WoW Legion Shadowpriest
Shadow Priests have many options in Dragonflight.

Unreasonable connections cause (slight) frustration

The downside is that an abundance of talent sometimes means that you have to choose things you don’t really care about. Often these skills build on each other and then make sense – but sometimes they aren’t.

As a Priest, why should I first learn the Mind-Body skill to increase my running speed when using Power Word: Shield if I want to get Shackle Undead? After all, this is a very important control effect that I do not want to miss under any circumstances. But the only way to get it is through association with “body and mind” – something that has absolutely nothing to do with linking the living dead.

Such strange connections don’t happen often, but they are common enough to be criticized.

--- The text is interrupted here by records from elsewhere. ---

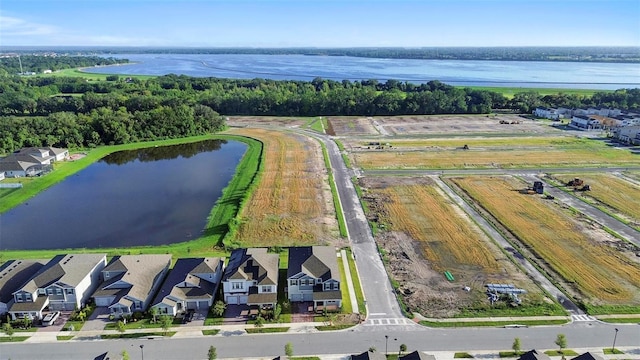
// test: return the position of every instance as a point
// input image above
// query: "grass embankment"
(603, 275)
(617, 197)
(222, 214)
(288, 207)
(502, 152)
(85, 73)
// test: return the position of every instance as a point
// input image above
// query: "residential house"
(417, 355)
(313, 275)
(65, 283)
(588, 356)
(130, 281)
(584, 122)
(191, 284)
(14, 274)
(369, 355)
(31, 161)
(251, 277)
(534, 355)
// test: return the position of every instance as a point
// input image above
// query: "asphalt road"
(579, 335)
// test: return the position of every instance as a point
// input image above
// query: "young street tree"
(561, 341)
(517, 346)
(213, 353)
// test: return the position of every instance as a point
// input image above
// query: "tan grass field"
(448, 241)
(598, 270)
(292, 204)
(490, 153)
(621, 196)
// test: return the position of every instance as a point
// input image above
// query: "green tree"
(218, 308)
(213, 353)
(120, 327)
(8, 329)
(259, 322)
(517, 346)
(165, 323)
(288, 350)
(561, 341)
(403, 348)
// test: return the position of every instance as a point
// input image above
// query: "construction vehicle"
(575, 182)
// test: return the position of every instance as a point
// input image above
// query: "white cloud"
(10, 26)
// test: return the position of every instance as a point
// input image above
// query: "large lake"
(149, 196)
(455, 72)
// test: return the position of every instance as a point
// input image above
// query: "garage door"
(192, 305)
(203, 305)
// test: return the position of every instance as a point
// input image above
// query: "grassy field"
(493, 153)
(447, 242)
(86, 74)
(222, 214)
(615, 195)
(290, 204)
(601, 273)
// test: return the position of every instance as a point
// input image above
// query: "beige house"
(130, 281)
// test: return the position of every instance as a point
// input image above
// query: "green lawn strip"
(346, 299)
(462, 355)
(334, 192)
(632, 320)
(137, 335)
(13, 338)
(453, 324)
(87, 75)
(334, 327)
(564, 352)
(219, 223)
(610, 351)
(266, 330)
(355, 278)
(75, 325)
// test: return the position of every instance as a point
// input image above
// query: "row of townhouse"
(133, 283)
(31, 161)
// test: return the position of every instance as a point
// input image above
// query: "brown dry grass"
(599, 271)
(447, 240)
(496, 152)
(620, 195)
(290, 205)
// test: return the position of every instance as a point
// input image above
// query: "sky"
(327, 23)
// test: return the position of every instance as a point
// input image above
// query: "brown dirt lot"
(427, 234)
(591, 264)
(292, 204)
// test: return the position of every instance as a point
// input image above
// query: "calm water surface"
(143, 197)
(454, 72)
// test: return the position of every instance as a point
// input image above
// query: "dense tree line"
(39, 63)
(72, 112)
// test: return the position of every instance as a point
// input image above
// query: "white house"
(14, 274)
(191, 284)
(313, 275)
(66, 282)
(251, 277)
(130, 282)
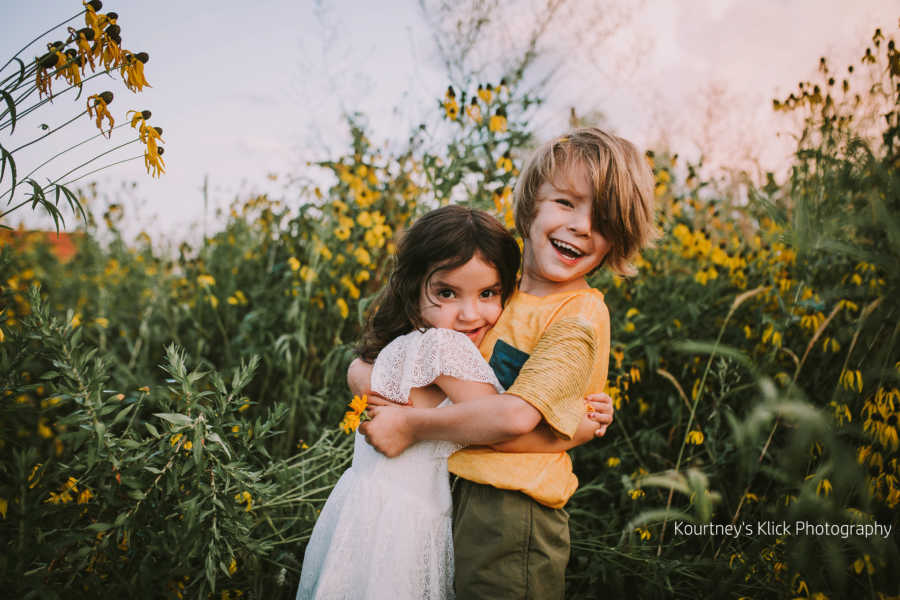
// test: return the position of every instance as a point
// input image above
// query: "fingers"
(376, 400)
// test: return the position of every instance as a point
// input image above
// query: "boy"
(583, 200)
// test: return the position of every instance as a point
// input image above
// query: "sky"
(248, 93)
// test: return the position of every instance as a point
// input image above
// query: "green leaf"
(11, 105)
(123, 413)
(72, 200)
(215, 438)
(5, 156)
(176, 419)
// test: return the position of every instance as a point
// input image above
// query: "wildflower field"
(170, 423)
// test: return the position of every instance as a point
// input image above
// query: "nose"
(468, 310)
(580, 221)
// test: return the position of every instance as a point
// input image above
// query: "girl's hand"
(387, 431)
(600, 410)
(359, 374)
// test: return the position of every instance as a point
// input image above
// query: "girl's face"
(465, 299)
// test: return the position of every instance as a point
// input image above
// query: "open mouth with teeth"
(568, 251)
(472, 333)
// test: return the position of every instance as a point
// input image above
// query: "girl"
(385, 530)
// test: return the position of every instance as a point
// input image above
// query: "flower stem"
(25, 47)
(54, 130)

I totally understand that Cleanse Disease requires me to learn Dispel Magic first – it has a clear connection, and both have to do with removing effects.

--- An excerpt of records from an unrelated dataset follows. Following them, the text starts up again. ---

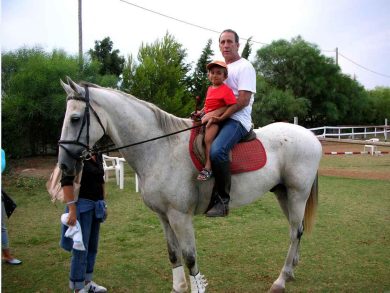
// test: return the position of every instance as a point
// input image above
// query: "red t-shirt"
(219, 97)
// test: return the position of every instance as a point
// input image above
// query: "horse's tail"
(311, 207)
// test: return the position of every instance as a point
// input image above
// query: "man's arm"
(243, 100)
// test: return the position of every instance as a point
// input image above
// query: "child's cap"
(216, 62)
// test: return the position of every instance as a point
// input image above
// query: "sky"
(360, 29)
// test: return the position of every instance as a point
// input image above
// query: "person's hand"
(195, 116)
(72, 217)
(212, 120)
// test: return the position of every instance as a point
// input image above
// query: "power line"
(365, 68)
(254, 41)
(183, 21)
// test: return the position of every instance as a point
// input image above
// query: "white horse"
(168, 177)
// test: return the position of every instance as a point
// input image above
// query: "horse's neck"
(129, 121)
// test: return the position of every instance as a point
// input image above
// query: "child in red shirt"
(219, 98)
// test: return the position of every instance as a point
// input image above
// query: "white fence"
(352, 132)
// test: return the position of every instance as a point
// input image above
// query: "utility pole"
(80, 36)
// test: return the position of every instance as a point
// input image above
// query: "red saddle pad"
(246, 156)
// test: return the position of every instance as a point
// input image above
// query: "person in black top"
(89, 210)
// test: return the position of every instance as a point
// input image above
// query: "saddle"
(248, 155)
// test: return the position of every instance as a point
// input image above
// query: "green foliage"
(299, 67)
(278, 105)
(379, 105)
(33, 102)
(161, 76)
(200, 82)
(247, 49)
(110, 61)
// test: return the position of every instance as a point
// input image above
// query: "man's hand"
(72, 217)
(212, 120)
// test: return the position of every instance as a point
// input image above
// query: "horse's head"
(82, 128)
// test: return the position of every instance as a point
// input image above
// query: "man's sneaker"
(81, 291)
(95, 288)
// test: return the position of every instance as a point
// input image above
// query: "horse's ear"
(67, 88)
(78, 89)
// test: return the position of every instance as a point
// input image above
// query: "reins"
(145, 141)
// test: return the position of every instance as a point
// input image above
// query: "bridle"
(87, 151)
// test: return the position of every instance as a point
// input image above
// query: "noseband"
(87, 152)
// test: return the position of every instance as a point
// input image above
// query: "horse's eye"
(75, 118)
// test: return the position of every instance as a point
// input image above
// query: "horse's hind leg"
(281, 194)
(174, 252)
(181, 225)
(295, 210)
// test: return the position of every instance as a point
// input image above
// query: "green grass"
(348, 250)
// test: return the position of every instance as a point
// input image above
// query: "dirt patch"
(359, 174)
(328, 147)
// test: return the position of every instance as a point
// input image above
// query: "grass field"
(348, 250)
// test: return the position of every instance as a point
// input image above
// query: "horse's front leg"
(296, 210)
(181, 225)
(175, 257)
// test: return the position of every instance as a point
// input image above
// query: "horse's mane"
(168, 122)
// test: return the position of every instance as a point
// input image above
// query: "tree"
(379, 105)
(299, 67)
(200, 81)
(273, 105)
(33, 102)
(110, 60)
(161, 76)
(128, 74)
(247, 49)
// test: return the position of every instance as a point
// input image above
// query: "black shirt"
(92, 180)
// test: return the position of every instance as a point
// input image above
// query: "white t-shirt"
(242, 77)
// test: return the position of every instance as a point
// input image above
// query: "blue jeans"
(83, 262)
(4, 231)
(230, 133)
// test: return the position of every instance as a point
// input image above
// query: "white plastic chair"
(110, 164)
(371, 148)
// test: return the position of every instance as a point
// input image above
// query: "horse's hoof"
(295, 260)
(276, 289)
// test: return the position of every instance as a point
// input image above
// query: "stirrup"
(204, 175)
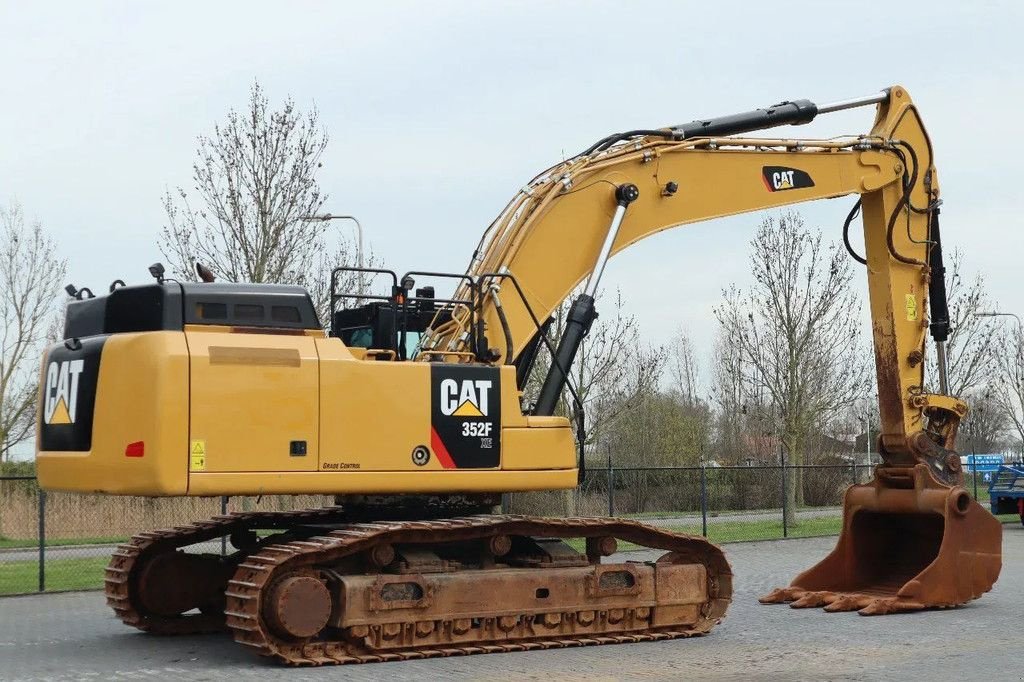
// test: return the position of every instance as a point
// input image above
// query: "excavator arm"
(559, 230)
(912, 538)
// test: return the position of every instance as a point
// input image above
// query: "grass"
(10, 543)
(77, 573)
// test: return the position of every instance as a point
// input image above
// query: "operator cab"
(392, 323)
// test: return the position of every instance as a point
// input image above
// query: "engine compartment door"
(254, 401)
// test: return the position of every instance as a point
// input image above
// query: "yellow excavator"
(411, 411)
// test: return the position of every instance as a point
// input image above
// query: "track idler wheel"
(173, 583)
(297, 606)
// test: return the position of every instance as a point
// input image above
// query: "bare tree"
(683, 369)
(1009, 387)
(798, 334)
(972, 346)
(612, 368)
(31, 275)
(254, 187)
(612, 372)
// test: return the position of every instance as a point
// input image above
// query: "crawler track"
(126, 593)
(325, 598)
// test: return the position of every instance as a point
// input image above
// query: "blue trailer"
(1006, 493)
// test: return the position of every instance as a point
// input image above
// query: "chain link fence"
(62, 541)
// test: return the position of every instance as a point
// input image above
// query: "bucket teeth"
(814, 599)
(781, 595)
(890, 605)
(848, 602)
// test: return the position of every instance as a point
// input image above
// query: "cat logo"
(61, 391)
(780, 178)
(464, 398)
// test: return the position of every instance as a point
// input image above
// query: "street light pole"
(325, 217)
(1020, 336)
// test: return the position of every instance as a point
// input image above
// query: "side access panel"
(255, 399)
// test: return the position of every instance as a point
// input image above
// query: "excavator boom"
(912, 538)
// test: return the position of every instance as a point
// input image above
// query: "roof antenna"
(204, 272)
(157, 270)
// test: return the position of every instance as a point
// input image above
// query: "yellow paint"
(250, 393)
(142, 395)
(467, 409)
(911, 307)
(60, 415)
(197, 456)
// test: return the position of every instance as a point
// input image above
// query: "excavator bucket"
(908, 543)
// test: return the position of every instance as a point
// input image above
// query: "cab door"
(254, 401)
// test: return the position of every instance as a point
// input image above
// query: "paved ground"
(74, 637)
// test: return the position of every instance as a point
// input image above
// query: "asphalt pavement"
(74, 636)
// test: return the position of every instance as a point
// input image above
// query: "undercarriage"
(313, 588)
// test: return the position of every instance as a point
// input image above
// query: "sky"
(438, 112)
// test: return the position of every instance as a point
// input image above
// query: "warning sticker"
(911, 307)
(197, 456)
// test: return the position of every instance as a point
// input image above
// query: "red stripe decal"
(440, 451)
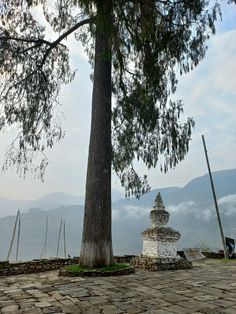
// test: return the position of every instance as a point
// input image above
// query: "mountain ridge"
(192, 215)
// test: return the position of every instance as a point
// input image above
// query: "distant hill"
(49, 201)
(198, 190)
(191, 208)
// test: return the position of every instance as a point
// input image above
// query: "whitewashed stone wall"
(159, 249)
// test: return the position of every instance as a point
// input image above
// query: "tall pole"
(64, 236)
(18, 238)
(44, 249)
(215, 200)
(13, 235)
(59, 236)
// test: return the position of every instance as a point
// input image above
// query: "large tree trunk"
(96, 248)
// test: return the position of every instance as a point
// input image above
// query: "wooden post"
(18, 237)
(13, 235)
(215, 200)
(59, 236)
(44, 249)
(64, 236)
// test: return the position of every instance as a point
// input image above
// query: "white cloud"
(228, 204)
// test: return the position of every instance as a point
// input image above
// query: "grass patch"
(113, 267)
(228, 260)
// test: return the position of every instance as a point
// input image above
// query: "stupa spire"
(158, 202)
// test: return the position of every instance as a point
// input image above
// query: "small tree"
(135, 48)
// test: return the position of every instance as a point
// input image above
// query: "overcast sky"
(209, 95)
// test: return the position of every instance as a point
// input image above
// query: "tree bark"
(96, 248)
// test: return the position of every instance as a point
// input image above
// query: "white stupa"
(159, 241)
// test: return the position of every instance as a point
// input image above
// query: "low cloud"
(228, 204)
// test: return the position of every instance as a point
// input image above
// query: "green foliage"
(113, 267)
(150, 40)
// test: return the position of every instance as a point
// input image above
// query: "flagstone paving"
(210, 287)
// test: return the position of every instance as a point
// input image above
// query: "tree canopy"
(150, 41)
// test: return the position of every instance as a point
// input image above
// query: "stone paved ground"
(210, 287)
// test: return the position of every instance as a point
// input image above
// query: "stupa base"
(160, 264)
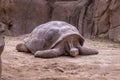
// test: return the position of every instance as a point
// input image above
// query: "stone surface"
(2, 43)
(22, 16)
(91, 17)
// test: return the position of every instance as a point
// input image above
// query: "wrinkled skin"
(2, 43)
(54, 39)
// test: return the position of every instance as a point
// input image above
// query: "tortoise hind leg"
(87, 51)
(50, 53)
(22, 48)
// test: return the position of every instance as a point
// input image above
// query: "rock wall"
(91, 17)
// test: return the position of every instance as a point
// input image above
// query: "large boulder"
(2, 43)
(106, 18)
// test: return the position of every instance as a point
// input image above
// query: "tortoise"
(2, 44)
(53, 39)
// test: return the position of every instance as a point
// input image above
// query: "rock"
(2, 43)
(22, 16)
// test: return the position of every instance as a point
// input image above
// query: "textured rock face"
(22, 16)
(107, 17)
(91, 17)
(1, 45)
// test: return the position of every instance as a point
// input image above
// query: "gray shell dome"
(48, 35)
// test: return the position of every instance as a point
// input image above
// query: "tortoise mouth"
(69, 36)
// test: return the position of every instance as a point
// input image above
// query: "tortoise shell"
(48, 35)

But this is just a small point of criticism, which may have been born from the need to somehow build the largest talent tree. Perhaps there must be some connection that makes no sense at first glance.

There is also criticism that class trees sometimes contain absolute “must have” talents that a shadow priest needs, for example. The fact that there is a talent in my Talent Tree that dramatically reduces My Mind Blast’s cooldown is unnecessarily limiting, and I think that would have suited the Shadow Tree better.

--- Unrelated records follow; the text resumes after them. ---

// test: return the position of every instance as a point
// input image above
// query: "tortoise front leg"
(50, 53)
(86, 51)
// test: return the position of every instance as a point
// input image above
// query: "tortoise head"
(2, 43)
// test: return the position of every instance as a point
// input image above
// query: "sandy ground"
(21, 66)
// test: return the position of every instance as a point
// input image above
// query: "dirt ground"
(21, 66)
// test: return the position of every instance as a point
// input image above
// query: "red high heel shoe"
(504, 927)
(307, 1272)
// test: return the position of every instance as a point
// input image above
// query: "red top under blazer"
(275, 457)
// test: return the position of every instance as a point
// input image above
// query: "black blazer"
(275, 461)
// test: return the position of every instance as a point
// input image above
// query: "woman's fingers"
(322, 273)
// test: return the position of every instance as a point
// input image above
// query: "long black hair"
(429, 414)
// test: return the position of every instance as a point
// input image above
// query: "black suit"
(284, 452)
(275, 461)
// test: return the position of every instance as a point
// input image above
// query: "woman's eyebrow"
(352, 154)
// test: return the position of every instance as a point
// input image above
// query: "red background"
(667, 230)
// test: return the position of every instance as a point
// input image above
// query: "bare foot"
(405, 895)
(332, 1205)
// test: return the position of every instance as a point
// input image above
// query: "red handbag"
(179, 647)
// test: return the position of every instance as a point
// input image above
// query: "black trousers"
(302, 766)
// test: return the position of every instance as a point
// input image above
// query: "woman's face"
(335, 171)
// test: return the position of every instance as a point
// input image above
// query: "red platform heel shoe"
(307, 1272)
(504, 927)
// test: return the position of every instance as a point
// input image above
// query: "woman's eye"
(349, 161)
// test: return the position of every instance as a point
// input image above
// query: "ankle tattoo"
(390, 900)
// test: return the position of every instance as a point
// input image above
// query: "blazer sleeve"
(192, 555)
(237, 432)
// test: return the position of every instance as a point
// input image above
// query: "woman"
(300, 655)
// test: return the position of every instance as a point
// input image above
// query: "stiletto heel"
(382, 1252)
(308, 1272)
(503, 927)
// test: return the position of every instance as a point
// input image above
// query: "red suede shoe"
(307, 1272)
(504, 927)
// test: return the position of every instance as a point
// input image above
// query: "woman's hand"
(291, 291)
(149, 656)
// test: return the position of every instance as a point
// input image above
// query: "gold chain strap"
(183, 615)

The doubts that remain: What does society do about them?

My first look at the talent system was very positive. It gives each discipline a great deal of freedom, so two characters from the same discipline can play completely differently. However, at the same time, you have so many talent points that you can choose enough from the whole tree so that you don’t feel like you can’t combine the most interesting effects.

I would probably spend a lot of time in the system doing some of my own configuration just to see how much fun it could be.

The only thing that really worries me at the moment is some community wanting to emulate the best 0.1% of players and take the fun out of it. Unfortunately, my big fear that eventually there will be one or two perfect talent distributions per class is already becoming apparent. Which is a shame because the new talent system allows for a lot of great hybrid specs.

It is up to the community to decide whether the system will remain in place.

But over the course of about 20 years, the idea of ​​’simulating’ everything in the game and getting the best performance down to the last decimal place has become more and more prevalent – regardless of whether the player is able to play in this way that is optimal to be able to

My big fear is that while the new talent system offers a lot of theoretical diversity and allows for a wealth of different play styles for each category, in practice, only one or at most two will be accepted as the current “definition”.

If society does not learn to accept the potential diversity of the talent system as such, there will be no need to change the talent system. Of course, it is very beneficial to play with a tolerant group that does not see every percentage point as necessary and also leaves the freedom to simply try new things – regardless of whether they are “dead”, but simply because they are fun.

If that works, the “new and old” talent system is a huge step in the right direction. Otherwise it’s just unnecessary complication.

All the information about Dragonflight – the story, new systems, beta, and more – can be found here.